Abstract

Introduction: Vascular laboratories need to improve efficiency while maintaining examination quality. Vascular ultrasound examinations were retrospectively evaluated using the Intersocietal Accreditation Commission (IAC) Quality Improvement (QI) Self-Assessment Tool to evaluate the quality of the examinations and to determine inter-rater and intra-rater agreement between groups of vascular technologists and interpreting physicians. Methods: Vascular technologists and attending interpreting physicians evaluated 100 carotid Doppler and 100 lower extremity venous Doppler examinations utilizing the IAC QI Self-Assessment Tool. Gwet’s First-Order Agreement Coefficient (AC1) statistic and 95% confidence intervals were calculated to determine both inter-rater and intra-rater agreement.
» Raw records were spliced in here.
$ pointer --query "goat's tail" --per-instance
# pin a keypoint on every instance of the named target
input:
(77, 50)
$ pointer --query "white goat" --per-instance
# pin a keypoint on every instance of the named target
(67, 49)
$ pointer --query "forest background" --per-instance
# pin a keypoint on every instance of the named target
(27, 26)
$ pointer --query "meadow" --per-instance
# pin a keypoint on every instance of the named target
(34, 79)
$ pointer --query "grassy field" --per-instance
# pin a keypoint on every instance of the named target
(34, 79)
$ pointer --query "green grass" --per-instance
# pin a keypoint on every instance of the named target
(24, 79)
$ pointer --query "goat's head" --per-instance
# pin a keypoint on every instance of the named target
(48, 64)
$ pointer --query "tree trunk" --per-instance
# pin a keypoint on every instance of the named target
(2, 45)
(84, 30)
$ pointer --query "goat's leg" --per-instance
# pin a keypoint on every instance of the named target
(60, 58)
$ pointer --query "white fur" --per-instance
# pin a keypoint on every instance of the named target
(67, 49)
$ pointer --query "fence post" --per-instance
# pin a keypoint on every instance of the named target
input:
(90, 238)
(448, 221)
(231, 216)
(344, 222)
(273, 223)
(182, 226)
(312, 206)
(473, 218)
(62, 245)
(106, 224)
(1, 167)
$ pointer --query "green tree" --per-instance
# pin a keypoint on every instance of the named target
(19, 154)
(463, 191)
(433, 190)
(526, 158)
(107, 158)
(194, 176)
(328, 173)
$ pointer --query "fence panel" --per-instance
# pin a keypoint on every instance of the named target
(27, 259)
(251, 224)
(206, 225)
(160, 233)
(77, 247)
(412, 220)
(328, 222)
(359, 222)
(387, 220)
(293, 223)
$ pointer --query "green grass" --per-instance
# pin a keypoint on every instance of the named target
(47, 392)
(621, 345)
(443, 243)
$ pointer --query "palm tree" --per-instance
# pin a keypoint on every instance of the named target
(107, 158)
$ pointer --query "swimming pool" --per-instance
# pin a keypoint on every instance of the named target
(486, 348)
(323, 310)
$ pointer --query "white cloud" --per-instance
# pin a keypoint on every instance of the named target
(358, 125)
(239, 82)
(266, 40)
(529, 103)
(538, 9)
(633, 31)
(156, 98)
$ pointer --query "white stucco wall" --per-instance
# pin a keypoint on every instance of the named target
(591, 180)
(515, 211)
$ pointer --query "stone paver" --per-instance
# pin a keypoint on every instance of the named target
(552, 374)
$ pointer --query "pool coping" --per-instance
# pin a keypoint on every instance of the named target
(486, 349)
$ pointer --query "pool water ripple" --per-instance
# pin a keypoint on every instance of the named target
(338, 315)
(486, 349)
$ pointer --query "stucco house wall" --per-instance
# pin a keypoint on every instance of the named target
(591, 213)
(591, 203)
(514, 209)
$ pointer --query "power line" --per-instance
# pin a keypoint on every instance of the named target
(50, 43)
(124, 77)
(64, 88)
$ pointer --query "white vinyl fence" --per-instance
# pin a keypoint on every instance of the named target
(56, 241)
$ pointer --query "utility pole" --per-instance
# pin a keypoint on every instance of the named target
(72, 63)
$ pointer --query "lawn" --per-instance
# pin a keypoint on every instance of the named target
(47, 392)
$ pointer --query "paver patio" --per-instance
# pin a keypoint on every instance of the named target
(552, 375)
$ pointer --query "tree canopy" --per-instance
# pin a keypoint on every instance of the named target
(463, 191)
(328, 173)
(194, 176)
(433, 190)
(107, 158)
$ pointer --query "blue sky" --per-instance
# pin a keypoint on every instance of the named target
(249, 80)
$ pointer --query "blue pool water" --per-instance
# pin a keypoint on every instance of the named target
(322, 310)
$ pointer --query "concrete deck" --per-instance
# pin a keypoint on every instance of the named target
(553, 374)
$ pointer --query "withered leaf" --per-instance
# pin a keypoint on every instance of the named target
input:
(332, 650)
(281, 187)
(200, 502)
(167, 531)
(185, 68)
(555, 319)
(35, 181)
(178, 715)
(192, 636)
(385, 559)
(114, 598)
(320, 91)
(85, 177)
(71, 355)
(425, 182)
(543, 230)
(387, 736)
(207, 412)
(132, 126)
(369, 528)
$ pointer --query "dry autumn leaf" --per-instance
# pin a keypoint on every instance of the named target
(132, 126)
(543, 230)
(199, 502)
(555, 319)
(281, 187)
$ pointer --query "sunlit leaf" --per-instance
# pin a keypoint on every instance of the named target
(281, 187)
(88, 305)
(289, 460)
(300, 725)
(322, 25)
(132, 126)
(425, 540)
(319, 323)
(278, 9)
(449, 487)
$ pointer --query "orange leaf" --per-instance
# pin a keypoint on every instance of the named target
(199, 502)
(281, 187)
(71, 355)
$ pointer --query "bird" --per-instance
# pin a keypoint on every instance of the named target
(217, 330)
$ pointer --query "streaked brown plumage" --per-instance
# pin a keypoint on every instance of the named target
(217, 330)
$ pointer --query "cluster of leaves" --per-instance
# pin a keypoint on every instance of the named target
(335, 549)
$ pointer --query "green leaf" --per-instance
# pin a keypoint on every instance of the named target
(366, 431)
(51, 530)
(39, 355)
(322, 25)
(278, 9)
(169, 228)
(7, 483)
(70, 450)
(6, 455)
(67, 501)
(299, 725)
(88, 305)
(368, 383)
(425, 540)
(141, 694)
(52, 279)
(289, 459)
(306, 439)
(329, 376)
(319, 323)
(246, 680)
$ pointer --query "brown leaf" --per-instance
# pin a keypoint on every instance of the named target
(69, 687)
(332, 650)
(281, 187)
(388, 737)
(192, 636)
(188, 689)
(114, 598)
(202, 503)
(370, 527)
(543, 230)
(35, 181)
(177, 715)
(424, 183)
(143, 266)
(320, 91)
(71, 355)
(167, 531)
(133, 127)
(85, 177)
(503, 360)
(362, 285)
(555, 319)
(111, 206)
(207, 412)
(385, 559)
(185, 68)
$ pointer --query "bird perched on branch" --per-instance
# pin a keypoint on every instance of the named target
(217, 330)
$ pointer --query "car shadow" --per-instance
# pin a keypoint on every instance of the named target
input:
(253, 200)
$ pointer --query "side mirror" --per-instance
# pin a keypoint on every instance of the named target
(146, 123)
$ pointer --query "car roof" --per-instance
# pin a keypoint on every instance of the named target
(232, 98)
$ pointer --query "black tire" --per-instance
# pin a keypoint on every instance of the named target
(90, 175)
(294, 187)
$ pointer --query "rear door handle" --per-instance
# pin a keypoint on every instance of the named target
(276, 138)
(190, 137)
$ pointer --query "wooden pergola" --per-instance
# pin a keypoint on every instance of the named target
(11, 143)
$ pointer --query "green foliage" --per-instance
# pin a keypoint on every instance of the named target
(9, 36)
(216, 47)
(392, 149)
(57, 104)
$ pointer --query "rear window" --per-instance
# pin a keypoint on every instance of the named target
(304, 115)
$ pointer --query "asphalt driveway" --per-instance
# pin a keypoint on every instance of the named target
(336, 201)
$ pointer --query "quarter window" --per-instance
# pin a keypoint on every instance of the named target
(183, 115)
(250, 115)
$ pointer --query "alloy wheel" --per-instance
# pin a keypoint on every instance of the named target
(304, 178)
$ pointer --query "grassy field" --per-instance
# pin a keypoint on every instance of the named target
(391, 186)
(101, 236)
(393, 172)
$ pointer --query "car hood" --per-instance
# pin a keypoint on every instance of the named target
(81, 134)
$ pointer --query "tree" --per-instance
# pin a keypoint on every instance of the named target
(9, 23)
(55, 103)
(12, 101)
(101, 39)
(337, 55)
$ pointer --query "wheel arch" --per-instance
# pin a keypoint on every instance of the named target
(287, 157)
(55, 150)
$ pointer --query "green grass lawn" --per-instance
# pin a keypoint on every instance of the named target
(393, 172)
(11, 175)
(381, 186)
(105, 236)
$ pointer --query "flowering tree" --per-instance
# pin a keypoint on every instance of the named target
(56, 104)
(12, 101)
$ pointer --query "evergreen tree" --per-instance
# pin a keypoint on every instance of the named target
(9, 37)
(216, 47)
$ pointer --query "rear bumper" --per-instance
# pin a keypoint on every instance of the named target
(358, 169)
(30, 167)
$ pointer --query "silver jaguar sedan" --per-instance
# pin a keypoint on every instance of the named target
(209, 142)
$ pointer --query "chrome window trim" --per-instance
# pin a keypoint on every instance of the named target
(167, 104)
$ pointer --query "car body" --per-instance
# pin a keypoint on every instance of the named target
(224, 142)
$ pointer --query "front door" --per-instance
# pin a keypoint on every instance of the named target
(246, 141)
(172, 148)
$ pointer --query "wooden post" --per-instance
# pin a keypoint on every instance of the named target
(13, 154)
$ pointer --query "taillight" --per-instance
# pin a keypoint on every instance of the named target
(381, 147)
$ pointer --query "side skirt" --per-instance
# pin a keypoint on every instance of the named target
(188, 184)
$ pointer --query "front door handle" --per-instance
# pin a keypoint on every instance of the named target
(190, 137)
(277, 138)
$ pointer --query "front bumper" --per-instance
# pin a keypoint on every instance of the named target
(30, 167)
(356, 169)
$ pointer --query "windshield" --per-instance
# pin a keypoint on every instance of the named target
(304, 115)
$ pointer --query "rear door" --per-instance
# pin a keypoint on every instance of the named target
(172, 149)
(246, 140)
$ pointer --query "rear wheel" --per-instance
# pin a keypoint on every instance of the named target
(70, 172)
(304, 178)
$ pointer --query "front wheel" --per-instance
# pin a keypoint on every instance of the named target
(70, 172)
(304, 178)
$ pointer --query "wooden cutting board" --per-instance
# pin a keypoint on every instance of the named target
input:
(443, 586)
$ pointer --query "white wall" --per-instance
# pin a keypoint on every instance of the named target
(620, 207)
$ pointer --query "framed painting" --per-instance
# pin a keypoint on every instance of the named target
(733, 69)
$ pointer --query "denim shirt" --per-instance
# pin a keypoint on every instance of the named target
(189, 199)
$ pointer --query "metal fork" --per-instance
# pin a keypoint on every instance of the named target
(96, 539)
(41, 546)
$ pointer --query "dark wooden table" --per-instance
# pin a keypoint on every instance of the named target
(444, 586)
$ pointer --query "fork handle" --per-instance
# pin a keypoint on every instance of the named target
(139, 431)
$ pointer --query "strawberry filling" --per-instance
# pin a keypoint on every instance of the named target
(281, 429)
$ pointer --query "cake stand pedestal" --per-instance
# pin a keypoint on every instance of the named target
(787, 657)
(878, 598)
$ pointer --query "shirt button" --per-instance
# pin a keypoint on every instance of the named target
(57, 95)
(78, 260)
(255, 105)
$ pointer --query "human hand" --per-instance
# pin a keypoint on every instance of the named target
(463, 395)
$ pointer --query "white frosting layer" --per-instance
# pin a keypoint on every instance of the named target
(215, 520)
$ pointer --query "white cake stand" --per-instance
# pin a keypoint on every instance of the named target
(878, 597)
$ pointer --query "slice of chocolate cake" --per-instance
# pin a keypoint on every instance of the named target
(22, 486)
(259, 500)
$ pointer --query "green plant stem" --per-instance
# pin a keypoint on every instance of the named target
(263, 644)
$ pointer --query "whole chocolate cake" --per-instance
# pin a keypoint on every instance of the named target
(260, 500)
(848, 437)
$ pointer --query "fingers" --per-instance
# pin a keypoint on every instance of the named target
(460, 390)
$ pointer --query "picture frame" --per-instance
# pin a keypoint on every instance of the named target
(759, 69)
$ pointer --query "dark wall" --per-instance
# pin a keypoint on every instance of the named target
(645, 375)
Results: The inter-rater agreement for 91% of all questions ranged from substantial (AC1 = 0.6) to almost perfect (AC1 = 1) for both examination types across all reviewers. Agreement on 2 questions was suboptimal: specifically, the technical quality section for the vascular technologists showed slight agreement for carotid Doppler and venous Doppler examinations (AC1 = 0.108 and 0.087, respectively), and the case review section for the interpreting physicians showed poor agreement for carotid Doppler examinations (AC1 = –0.087) and fair agreement for venous Doppler examinations (AC1 = 0.329). The intra-rater agreement among the interpreting physicians for both examinations was in the almost perfect range (Carotid AC1 = 0.875-1; Venous AC1 = 0.871-1). The intra-rater agreement among the vascular technologists for both examinations ranged from slight to almost perfect (Carotid AC1 = 0.191-1; Venous AC1 = 0.155-1). Conclusion: Substantial to almost perfect agreement among all reviewers was observed for most of the quality review questions. The IAC QI Self-Assessment Tool aided in identifying areas for improvement in vascular studies and the comments captured in the technical quality section of the tool were instrumental in establishing areas for quality improvement.